3.6 Validation of the expression levels of the 9 MRGs in clinical samples
The expression signatures of the 9 MRGs were subsequently explored in 30 endometrial cancer clinical specimens. The results demonstrated that UCK2, PHGDH, ACACB, LYPLA2, CYP4F3, GPAT3, CEL, and CKM mRNA level were upregulated in cancerous tissues, while HNMT was downregulated, which was in accordance with the above findings (Figure 10A-I).
3.7 The clinical independence and correlation estimation of the risk signature
Then, we combined the risk model with other clinical factors and performed univariate and multivariate analyses to examine the clinical independence of the model. The results showed that the model was able to serve as an independent prognostic indicator (both P<0.001) (Figure 11A-B).

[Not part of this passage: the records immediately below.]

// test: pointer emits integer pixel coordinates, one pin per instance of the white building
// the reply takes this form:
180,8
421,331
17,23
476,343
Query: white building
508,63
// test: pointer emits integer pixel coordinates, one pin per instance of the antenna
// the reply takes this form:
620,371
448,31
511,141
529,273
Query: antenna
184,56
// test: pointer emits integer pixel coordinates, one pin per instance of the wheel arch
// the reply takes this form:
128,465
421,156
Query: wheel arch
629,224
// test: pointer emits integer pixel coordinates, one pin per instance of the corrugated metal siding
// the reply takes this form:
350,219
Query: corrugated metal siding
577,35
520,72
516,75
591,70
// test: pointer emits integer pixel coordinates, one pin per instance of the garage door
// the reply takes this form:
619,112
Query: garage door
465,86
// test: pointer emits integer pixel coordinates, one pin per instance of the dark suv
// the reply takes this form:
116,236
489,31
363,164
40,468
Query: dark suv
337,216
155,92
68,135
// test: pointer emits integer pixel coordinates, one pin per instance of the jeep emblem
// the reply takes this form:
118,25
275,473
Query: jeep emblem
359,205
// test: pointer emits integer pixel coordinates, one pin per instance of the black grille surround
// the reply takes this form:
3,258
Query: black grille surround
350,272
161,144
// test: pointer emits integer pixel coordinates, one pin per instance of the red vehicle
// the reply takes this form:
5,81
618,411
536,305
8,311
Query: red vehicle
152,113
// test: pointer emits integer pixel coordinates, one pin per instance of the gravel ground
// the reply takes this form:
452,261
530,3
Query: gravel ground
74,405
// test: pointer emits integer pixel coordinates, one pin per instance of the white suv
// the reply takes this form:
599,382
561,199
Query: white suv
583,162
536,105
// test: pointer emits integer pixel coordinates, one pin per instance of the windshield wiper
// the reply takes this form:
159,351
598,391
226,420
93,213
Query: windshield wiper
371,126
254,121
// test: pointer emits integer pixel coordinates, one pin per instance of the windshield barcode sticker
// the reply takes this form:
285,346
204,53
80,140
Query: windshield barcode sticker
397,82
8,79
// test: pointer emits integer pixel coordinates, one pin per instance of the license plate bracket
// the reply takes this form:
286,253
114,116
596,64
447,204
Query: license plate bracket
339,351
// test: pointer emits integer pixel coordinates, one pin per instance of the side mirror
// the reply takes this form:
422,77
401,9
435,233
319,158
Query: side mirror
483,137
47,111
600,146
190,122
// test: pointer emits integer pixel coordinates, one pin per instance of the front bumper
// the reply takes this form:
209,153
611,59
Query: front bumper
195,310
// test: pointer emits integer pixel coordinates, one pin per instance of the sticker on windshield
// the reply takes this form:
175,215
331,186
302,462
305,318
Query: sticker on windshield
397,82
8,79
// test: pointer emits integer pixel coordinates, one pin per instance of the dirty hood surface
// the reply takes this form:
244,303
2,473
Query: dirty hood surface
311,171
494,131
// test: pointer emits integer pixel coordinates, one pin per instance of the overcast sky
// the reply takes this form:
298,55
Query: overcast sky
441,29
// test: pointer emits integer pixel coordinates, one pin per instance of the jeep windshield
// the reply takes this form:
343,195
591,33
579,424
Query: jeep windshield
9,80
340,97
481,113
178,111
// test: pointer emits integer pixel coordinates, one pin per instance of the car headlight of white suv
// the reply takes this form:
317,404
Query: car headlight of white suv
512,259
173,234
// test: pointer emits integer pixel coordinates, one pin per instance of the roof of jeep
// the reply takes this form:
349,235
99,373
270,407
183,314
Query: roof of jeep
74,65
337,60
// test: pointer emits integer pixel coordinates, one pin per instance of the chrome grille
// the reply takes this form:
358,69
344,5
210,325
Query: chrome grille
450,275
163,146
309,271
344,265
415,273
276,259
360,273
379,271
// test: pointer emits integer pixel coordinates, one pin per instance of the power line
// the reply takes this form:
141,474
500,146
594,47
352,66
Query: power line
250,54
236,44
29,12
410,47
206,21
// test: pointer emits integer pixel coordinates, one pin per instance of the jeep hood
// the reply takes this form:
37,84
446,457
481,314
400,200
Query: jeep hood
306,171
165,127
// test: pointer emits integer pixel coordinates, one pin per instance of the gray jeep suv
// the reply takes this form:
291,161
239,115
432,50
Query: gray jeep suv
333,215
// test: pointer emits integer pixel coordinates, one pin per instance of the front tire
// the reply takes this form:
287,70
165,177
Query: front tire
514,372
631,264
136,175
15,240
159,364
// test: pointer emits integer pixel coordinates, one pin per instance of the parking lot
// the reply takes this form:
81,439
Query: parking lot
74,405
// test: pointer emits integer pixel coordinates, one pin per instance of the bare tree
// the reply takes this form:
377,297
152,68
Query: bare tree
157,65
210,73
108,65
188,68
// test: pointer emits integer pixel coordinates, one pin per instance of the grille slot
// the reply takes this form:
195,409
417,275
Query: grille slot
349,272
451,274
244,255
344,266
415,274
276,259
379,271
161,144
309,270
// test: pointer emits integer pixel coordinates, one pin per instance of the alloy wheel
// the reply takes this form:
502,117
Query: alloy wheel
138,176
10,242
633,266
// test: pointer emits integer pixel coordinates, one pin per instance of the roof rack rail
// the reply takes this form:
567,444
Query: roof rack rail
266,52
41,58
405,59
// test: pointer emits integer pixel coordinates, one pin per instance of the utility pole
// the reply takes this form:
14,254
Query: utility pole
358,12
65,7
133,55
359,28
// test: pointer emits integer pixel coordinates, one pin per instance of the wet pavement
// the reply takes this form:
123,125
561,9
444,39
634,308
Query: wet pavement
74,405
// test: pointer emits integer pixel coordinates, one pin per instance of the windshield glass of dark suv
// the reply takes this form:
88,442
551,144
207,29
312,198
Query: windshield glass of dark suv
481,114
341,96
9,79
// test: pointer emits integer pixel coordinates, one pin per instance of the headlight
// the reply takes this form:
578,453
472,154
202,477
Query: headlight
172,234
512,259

The AUC value of the prognostic model was 0.781, which was significantly higher than that of patients’ age (AUC= 0.535) and weight (AUC= 0.633), clinical-stage (AUC= 0.710), tumor grade (AUC= 0.656), histology (AUC= 0.522), and lymph node status (AUC= 0.697)(Figure 11C). Next, we assessed the risk scores, clinical features, and nine-gene expression profiles of EC patients and displayed them in the heatmap shown in Figure 11D. Interestingly, the clinical characteristics of the patients were highly in accordance with the risk level calculated from the model. The high-risk subgroup patients were characterized by late-stage, high-grade, serous carcinoma, and more metastatic lymph nodes (Figure 11D-E), which all presented worse outcomes. The correlations between each gene from the prognostic model and the patients' clinical features were also measured. PHGDH, ACACB, HNMT, CYP4F3, and LYPLA2 were shown to be significantly associated with patient prognosis (Figure 11F). The other clinical features of each prognostic MRG from the signature are presented in Supplementary Figure 3.
3.8 Nomogram building and validation
Based on the patients' risk scores and clinical features, we built a comprehensive prognostic nomogram to estimate EC patients' survival probability for 5 years based on the entire TCGA set. Seven independent prognostic parameters, including metabolic risk signature, age, grade, weight, histology, stage and lymph node status, were integrated into the nomogram (Figure 12A). The calibration plots showed excellent consistency between the nomogram predictions and actual observations in terms of the 3- and 5-year survival rates in the TCGA cohort (Figure 12B-C).